The Yew tree is evergreen and dioicious, having separate male and female trees each producing the corresponding male or female flower. Male trees produce cones whist female trees produce the red arils containing a single seed.
ANTIQUITY OF YEW
Yew is widely planted in parks and especially in churchyards and in the grounds of other very old buildings, going back centuries. The Yews in churchyards are usually very old, often pre-dating the present church on the site, for churches were often re-built on previously existing sacred sites. The trunks of old Yews are seldom visible; hidden by a dense mass of branches bearing profuse foliage. They are slow growing, as are most trees that last several centuries. The slow-growing nature lends itself to artistic pruning; many yew trees in church grounds have been shaped by man. With Box trees man is able to take this one level higher; they are able to be pruned into almost any imaginable shape. A Yew in Perthsire is recently suspected of being at least 5000 years old, and possibly up to 9000 years old, which makes it the oldest tree known in the UK, and probably in Europe, and maybe even in the whole World.
DATING YEWS
Dating Yew trees is particularly difficult as most are hollow in the middle, and therefore counting tree rings will yield only a minimum possible age for the tree. But sawing a Yew tree down to enable a count of its tree rings is not a viable option. Instead a special drill is use to bore into the centre of the tree which measures the mechanical resistance to boring as it proceeds. Since each years growth contains hard and softer wood, the drill bit encounters a periodic variation in mechanical resistance, and these variations can be counted to yield a minimum age (that is, until the drill bit encounters the hollow centre). It is possible to estimate a Yew trees age by measuring its girth, but this is complicated by the fact that the Yew tree grows slower with age.

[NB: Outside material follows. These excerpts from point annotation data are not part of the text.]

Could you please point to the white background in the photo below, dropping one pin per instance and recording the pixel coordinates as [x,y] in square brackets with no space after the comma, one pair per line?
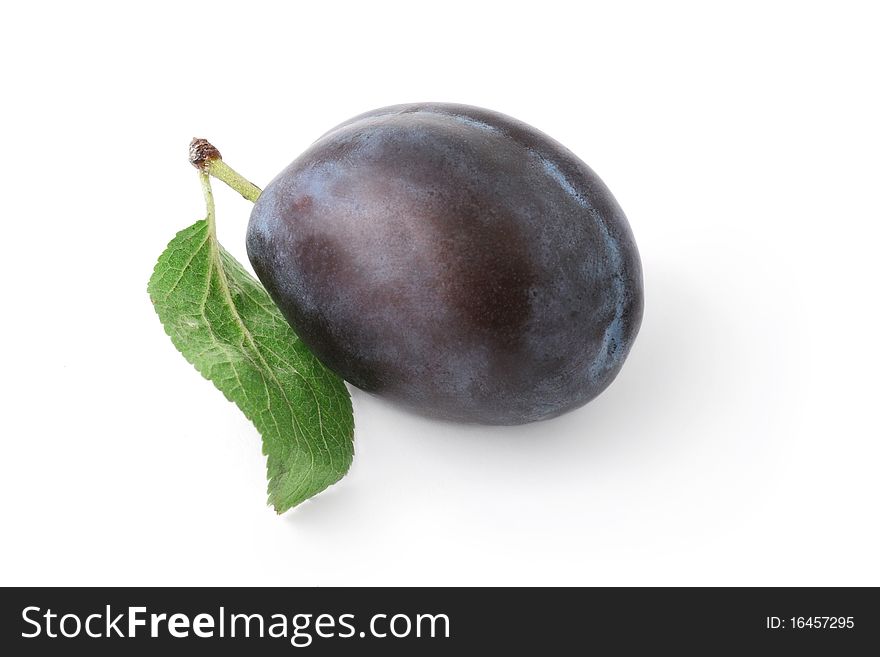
[739,445]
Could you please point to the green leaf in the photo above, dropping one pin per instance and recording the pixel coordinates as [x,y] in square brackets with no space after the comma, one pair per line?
[224,323]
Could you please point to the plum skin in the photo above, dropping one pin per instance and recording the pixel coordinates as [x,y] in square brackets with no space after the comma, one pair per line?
[453,259]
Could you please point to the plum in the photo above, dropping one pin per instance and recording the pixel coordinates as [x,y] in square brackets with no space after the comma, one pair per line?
[453,259]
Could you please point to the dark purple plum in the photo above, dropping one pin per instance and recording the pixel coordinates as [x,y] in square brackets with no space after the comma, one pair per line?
[453,259]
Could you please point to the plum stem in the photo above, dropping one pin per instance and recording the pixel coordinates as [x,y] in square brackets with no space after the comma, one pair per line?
[205,157]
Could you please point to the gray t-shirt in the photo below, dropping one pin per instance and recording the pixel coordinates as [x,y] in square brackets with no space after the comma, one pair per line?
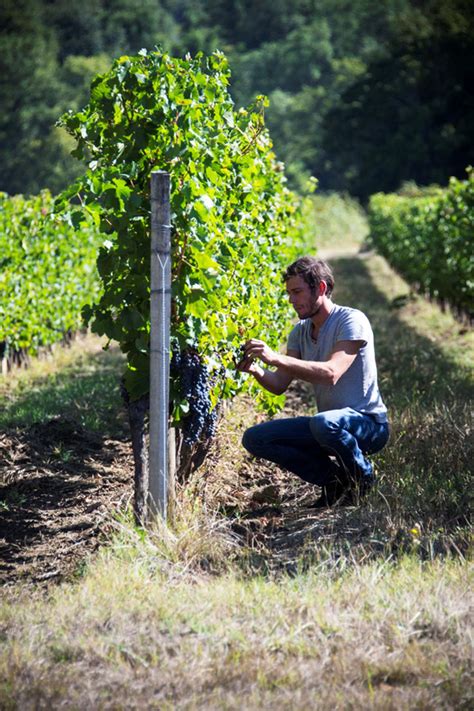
[357,387]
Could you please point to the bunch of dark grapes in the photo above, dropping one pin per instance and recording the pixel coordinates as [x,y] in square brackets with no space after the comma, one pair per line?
[195,387]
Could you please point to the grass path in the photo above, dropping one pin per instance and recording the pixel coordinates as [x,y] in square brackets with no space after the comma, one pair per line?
[249,601]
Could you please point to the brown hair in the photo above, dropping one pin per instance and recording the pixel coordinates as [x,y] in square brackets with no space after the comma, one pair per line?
[313,271]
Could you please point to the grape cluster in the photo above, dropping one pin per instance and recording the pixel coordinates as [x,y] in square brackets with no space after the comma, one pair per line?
[195,387]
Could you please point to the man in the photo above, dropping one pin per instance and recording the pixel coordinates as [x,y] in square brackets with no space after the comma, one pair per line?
[332,348]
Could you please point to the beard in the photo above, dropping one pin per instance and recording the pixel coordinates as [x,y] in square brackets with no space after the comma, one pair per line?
[313,309]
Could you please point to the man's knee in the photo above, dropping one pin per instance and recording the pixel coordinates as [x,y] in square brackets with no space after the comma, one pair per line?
[324,427]
[251,439]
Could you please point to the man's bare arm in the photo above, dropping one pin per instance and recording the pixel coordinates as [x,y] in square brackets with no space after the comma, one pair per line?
[324,372]
[275,381]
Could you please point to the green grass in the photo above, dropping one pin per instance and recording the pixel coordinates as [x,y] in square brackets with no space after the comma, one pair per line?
[136,633]
[182,617]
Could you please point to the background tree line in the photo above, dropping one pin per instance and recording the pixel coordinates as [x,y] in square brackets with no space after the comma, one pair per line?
[363,94]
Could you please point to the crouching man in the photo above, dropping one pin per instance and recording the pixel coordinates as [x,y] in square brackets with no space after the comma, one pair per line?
[332,347]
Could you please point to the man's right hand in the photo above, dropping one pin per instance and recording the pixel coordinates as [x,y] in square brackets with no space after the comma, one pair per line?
[248,365]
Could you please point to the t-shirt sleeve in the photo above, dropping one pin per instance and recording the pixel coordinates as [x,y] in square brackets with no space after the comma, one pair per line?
[294,339]
[354,326]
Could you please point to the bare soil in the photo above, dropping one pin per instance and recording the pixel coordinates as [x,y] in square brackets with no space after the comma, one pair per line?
[60,484]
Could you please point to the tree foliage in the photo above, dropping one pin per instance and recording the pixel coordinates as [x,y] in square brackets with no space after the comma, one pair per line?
[47,272]
[347,80]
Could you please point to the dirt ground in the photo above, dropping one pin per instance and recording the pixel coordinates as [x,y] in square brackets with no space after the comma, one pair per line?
[59,485]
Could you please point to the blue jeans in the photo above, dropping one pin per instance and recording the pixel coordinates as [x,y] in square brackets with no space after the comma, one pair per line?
[303,445]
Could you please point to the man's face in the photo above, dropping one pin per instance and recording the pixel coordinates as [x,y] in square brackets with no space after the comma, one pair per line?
[305,302]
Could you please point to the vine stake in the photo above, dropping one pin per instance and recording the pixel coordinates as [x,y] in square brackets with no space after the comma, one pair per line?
[160,313]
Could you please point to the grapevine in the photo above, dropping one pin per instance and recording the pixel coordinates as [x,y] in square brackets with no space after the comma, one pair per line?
[235,225]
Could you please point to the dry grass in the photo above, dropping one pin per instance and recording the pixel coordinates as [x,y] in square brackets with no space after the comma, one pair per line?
[249,600]
[135,633]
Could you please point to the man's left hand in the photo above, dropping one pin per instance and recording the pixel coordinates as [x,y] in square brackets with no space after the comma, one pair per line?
[259,349]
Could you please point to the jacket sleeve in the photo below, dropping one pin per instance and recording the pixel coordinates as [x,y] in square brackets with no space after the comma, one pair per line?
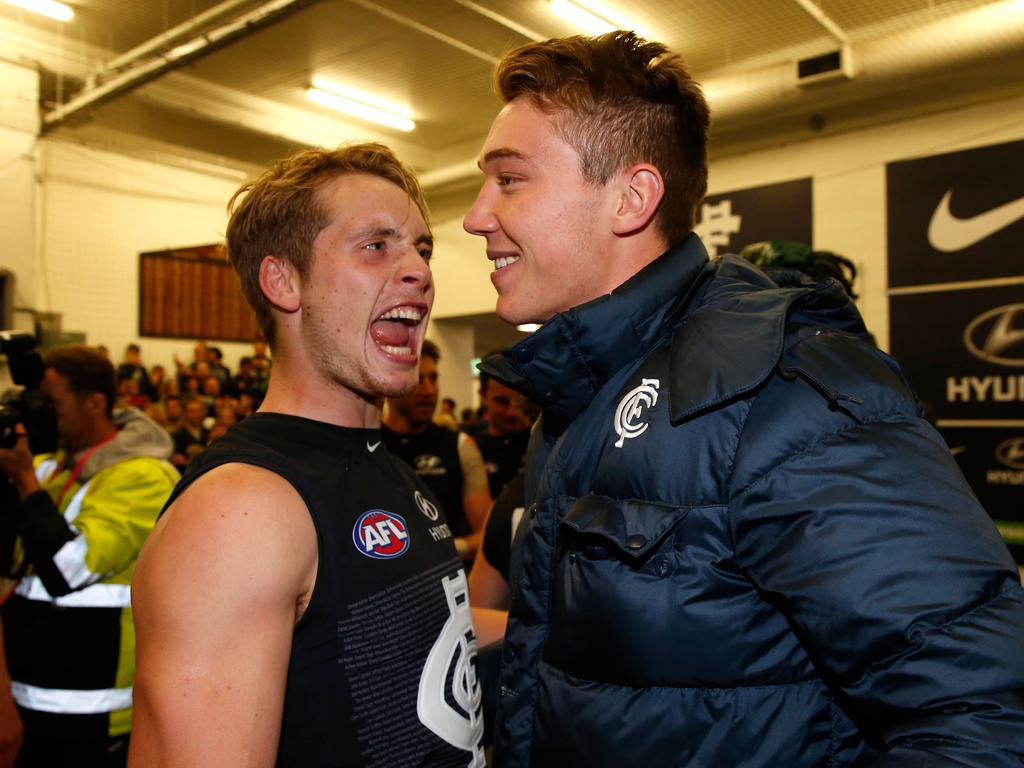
[119,510]
[900,588]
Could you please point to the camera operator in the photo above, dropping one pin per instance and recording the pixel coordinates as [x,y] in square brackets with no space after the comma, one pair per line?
[76,530]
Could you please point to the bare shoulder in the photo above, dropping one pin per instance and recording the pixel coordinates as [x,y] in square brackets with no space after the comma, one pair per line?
[239,529]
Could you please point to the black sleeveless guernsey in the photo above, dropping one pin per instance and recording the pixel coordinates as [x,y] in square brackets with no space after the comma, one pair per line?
[433,455]
[383,665]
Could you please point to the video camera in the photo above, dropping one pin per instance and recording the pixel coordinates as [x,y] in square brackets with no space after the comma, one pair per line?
[22,401]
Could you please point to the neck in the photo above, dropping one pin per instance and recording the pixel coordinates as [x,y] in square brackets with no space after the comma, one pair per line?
[400,424]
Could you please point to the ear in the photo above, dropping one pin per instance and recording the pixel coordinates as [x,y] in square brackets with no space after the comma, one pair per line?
[95,403]
[280,283]
[640,188]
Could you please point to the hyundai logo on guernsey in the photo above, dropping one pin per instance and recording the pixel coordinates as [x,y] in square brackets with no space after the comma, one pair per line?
[427,507]
[629,422]
[381,535]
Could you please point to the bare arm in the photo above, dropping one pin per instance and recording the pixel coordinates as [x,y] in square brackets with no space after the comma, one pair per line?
[216,594]
[475,495]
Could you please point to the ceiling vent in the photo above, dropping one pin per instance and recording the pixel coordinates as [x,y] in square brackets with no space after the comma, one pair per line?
[827,68]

It is not possible to use the size of lichens on the bark as an indication of Yew tree age, since neither lichens nor mosses seem able to colonize the bark of Yew trees. This is possibly due to the inhibitory nature of the extensive poisons within most parts of the Yew Tree (apart from the fleshy part of the red arils).
USES
Yew is a very hard wood due to its slow-growing nature. It has been used to make durable or hard-wearing utilities since antiquity; the oldest known is of a spear found in Clacton-on-Sea which is about 50,000 years old. In the more recent archaeological past it has been used to make yew bows, yew knives and yew bowls. In more modern times it has been used in the industrial revolution to make shuttles for weaving, wooden gears and cogs, pulley wheels and pivots for rotating machinery as well as for lute bodies, combs, pegs, tool handles, wood veneers and religious drinking cups.
PROPAGATION
The red arils are not berries, but fleshy non-poisonous receptacles for the hard female seed cone within them, which is intensely poisonous. The tree uses the aril to attract birds which feed on the pulpy red surround, depositing the in-edible seed cone elsewhere to propagate the species. The red arils are edible by humans too, but the hard and very poisonous seed cone must not be eaten! Besides the female cones within the arils, there are also male cones nestled near the outgrowth of the leaves on smaller branches; about the size of a black peppercorm these are inconspicuous and look like miniature brussel sprouts.
TOXICITY
The leaves and stems are poisonous to most (if not all) mammals, including humans, but not the fleshy red arils (although the seed cone contained within it is very poisonous). Yew contains a varied cocktail of toxic diterpene Taxanes and Baccatins, the Toxanes block Na+ and Ca2+ channels in heart cells, whilst Taxol and Decetaxel are spindle poisons, inhibiting cell division by preventing microtubules from de-polymerising. Symptoms of poisoning include mydriasis, nausea, vomiting, dizziness, tachycardia, diarrhoea, kidney damage. At first breathing is stimulated and the victim may hyperventilate, leading to acidosis; later breathing is suppressed. Pulmonary spasms follows, then coma and death from respiratory and circulatory failure in just 2 to 24 hours. Treatment is possible. The sawdust produced by sawing or sanding Yew wood should not be inhaled for it too contains toxins. Suicide by ingesting Yew tree leaves used to be a common occurrence. In antiquity Yew was known as the tree of death, and has been used to poison arrow tips. The dried leaves are more toxic than when fresh and green.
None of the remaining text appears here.